E então, ela não pôde se conter, ali mesmo com Vida ainda observando sorridente da janela, tomando o fôlego do rapaz, ela o beijou. Devagar, por que ela queria prolongar este momento, suavemente, para que doesse menos. Os lábios dele a acolheram afavelmente, enquanto reverberava as últimas batidas do seu coração e lá fora, as pessoas já começavam a ficar agitadas, correndo para o quarto para evitar o inevitável.

Ela pegou sua mão e o levou, sorridente, ao Aqueronte enquanto ele contava a ela as maravilhas de se estar vivo e a felicidade de sentir-se completo ao unir-se ao universo de fato, agora. Ela ficava ainda mais inebriada. E como era macia aquela mão...

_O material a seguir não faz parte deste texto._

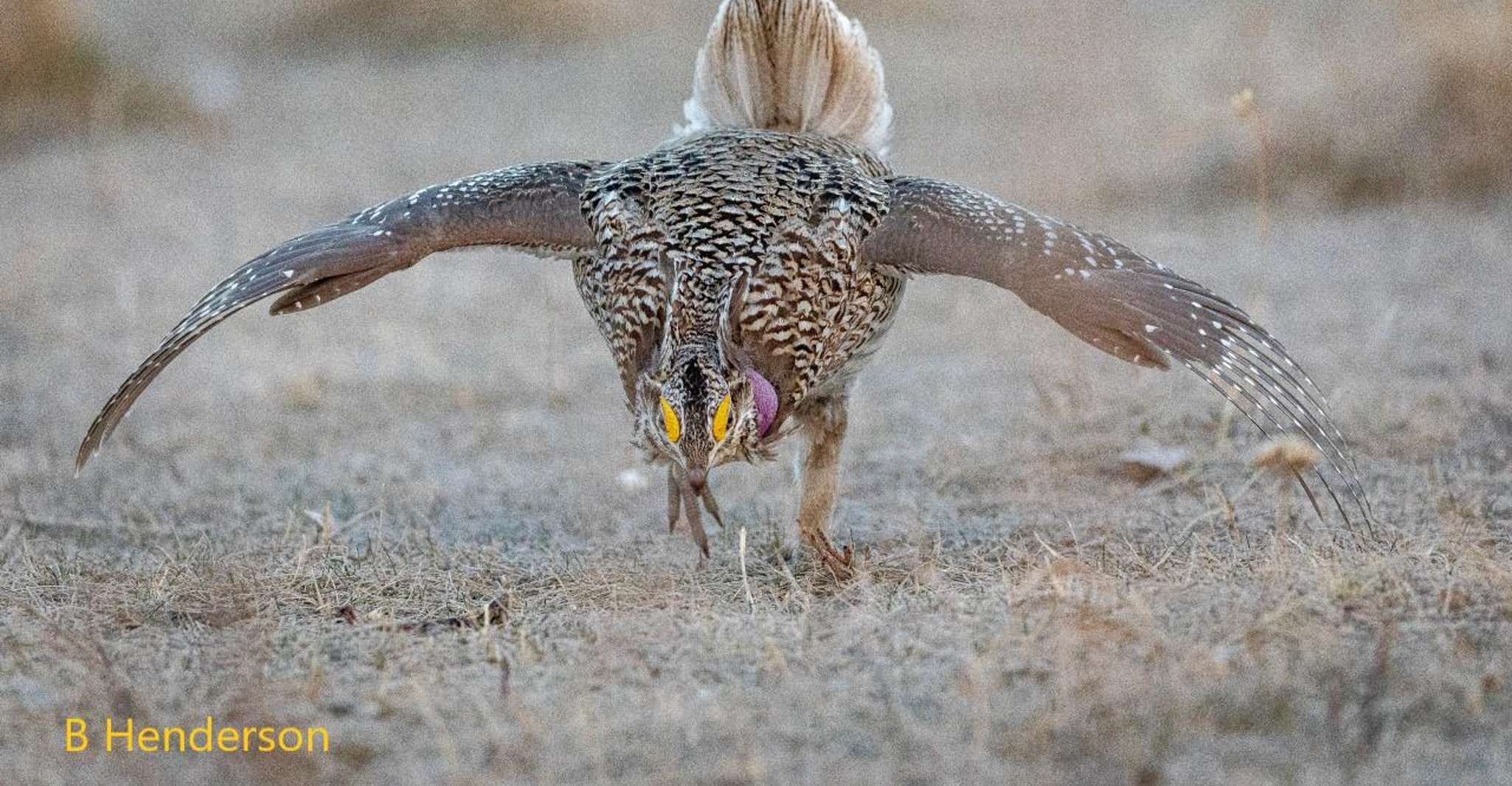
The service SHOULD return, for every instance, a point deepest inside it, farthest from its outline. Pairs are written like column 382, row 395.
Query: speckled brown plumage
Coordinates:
column 743, row 273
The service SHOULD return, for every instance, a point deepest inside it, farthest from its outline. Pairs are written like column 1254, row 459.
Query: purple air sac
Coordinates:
column 766, row 401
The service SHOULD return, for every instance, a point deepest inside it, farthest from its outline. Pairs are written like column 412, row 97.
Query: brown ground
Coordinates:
column 454, row 437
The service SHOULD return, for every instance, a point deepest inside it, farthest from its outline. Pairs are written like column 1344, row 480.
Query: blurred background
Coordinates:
column 1345, row 103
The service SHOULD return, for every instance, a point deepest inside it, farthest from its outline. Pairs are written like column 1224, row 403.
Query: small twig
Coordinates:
column 746, row 581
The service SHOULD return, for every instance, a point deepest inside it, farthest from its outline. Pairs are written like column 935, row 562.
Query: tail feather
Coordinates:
column 790, row 66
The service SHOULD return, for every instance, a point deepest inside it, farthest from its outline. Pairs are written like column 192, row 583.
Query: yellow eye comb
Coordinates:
column 721, row 419
column 670, row 422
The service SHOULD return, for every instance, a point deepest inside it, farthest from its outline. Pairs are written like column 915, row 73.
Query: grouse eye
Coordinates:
column 721, row 419
column 670, row 422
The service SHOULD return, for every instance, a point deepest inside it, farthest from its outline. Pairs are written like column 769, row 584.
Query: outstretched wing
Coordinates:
column 1116, row 299
column 533, row 207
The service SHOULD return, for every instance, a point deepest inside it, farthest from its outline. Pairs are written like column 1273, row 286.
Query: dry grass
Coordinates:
column 403, row 518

Mas ela só poderia ir até ali, a margem do rio e quando tentou atravessar, Zeus em sua própria figura lhe ordenou que voltasse.

Desde então Morte vive de coração partido no mundo dos humanos, servindo-se de suas invenções, por que um humano lhe mostrou o amor e por que um humano lhe levou embora este mesmo amor. Vive de cara cheia nos bares e terraços de festas, tragando cigarros e as vezes um baseado. Morte rasgou em sua própria pele a data em que o coração que nem sabia que tinha foi partido e depois, quando se tornou moda no mundo dos homens, talhou em si mesma várias coisas sem sentido, que lhe lembravam que ela mesma não fazia mais sentido para ela.

Morte não entendeu que amar é deixar vir e ir docemente, por que se você prende, mesmo que seja a ideia do ser amado, não é amor. É apego: o que não tem nada a ver com o amor.

Se esqueceu da luz que seu humano lhe lançou um dia e sua amargura lhe fez quebrar cada coração humano que ousasse lhe lembrar o que era o amor, por que o que conhecia por amor lhe foi terrível. Aprendeu que se tocasse levemente o coração humano poderia quebra-lo em mil pedacinhos.

Mas eles eventualmente se recuperam e tornam a amar, custe o tempo que custar.